So, since my last MacBook Pro update, I’ve overcome some major obstacles and have created a few.  However, I’m surviving… although not yet thriving.

I pledge that a month from now, I’ll be LOVING this little piece of beautiful aluminum (pronounce that however you like).

So, what do I love?  Well, I’ve learned to love VM Fusion!  Saves my butt a few times a week when I have to login to my work computer, but can’t seem to figure out how to VPN in with my Mac.  But as soon as Fusion is loaded we’re off to the races!  I did have to give up on Parallels.  Never did get that to work.  Oh well.

My biggest dilemma when I started this journey was figuring out the file system.  More specifically, I noticed that if I imported photos into iPhoto, I could only edit them AND see them in iPhoto.  I’ve since learned there are ways “around” that, but it’s supposedly a precaution to keep you from accidentally editing photos with other software… or something.  Anyway, I guess my initial inquiry was really two fold: 1) the file system issue as stated above, and 2) what photo editing software do I want to primarily rely on?

My answer to that SO far has been Aperture.  I really like it, have grown to love it really.  Has great integration with Facebook, Flickr, email, etc.  Also easy to organize photos.  Good news is that tomorrow I have a full day class on Adobe Lightroom.  That should be fun, yet will further my confusion as to which software I should be using.

Photo editing isn’t really like any other computer software.  Each of them have their strengths and weaknesses.  For example, supposedly Photoshop does EVERYTHING, however, I can’t make it do anything because there are SO many things it can do all the controls confuse and scare the crap out of me.  So a step down from that is Lightroom and Aperture.  I find these both to be fairly thorough, yet fairly simple to use with some advanced features and add-ons available.  And then there’s iPhoto, Satin’s photo editor.
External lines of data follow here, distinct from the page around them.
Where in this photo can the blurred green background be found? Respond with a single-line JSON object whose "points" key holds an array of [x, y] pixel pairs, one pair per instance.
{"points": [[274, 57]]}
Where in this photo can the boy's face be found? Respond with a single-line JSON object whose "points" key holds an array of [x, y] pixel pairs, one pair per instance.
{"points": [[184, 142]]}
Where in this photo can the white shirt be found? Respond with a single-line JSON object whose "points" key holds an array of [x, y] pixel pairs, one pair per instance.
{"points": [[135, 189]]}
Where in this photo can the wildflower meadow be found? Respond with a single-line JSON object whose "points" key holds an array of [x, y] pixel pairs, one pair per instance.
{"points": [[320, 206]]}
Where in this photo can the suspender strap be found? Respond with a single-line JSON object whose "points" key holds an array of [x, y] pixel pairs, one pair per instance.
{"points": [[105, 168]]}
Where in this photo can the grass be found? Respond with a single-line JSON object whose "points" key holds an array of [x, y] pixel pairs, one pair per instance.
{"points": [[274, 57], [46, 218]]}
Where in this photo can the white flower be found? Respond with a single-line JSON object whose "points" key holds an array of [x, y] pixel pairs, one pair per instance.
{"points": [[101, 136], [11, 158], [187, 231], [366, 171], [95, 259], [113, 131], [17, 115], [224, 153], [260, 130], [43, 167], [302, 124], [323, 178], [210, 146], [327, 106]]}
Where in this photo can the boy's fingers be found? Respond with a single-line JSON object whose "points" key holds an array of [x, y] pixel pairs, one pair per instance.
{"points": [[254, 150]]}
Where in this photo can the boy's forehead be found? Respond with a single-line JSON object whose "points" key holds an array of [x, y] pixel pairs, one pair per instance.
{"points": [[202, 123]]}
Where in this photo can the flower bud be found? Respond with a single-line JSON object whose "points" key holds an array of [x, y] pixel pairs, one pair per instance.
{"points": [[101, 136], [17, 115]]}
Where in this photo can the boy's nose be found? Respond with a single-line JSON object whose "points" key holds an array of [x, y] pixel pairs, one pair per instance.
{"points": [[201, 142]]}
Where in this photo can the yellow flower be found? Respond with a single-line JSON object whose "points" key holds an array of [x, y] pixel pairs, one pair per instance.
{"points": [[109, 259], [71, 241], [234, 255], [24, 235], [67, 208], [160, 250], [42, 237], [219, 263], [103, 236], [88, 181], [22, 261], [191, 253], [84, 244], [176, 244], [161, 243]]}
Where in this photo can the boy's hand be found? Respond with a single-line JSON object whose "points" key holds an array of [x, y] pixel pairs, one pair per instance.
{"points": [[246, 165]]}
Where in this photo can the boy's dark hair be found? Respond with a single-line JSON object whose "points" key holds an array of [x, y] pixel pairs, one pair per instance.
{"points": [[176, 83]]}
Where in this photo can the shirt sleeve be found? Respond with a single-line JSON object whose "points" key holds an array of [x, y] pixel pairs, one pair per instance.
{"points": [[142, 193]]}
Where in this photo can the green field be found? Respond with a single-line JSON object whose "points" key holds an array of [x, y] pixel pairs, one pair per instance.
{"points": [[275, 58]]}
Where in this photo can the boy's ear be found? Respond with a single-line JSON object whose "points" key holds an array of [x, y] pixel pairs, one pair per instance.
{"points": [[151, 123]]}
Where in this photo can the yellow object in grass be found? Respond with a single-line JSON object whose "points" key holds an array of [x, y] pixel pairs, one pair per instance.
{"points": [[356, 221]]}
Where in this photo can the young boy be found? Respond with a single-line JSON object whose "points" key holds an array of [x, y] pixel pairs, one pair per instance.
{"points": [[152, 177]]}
Grrr…

So, back to my Mac.  I’ve been to my first official “One to One” and asked lots of questions about the Mac file system and did receive a pretty thorough explanation, none of which I can repeat back…. because I don’t remember it, that’s how “Greek” it was to me.  Doesn’t make a lick of sense.  Oh well, I’ll deal.  I’ll figure it out eventually.  One very complicated task I did figure out at my session was the whole pinch zoom thingy.  I know, I know, “everyone knows how to do that”.  Well SOME of us have never owned an iPhone, which apparently is why many Mac users know the pinch instinctively.  I felt like (and pardon the non-p.c. connotation) a retard!  I held my breath the entire time trying to zoom in or out on a photo or website.  THIS IS SUPPOSED TO BE EASY!  But yet, I’m pretty sure I turned blue in the face on at least two occasions and nearly a third.

So, what do I LOVE?  Well, the battery life ROCKS my world!  Five hours of normal heavy use fully lit screen.  That’s pretty amazing!  Jumps by hours if I drop the screen lighting any.  However, I think the listed “9-10 hours” advertising might be if it’s just sitting there on the lowest light setting.

I also love that my cat (Phyllis for those of you who aren’t Facebook fans of hers) has figured out how to use the track pad!  She can even scroll pretty effectively!  Granted, she loves to sleep on my voluptuous belly while I’m “computing” and occasionally her little paw slides onto the track pad and then if I try to move my mouse I’m scrolling all over the place, of course thoroughly confused.  Phyllis approves.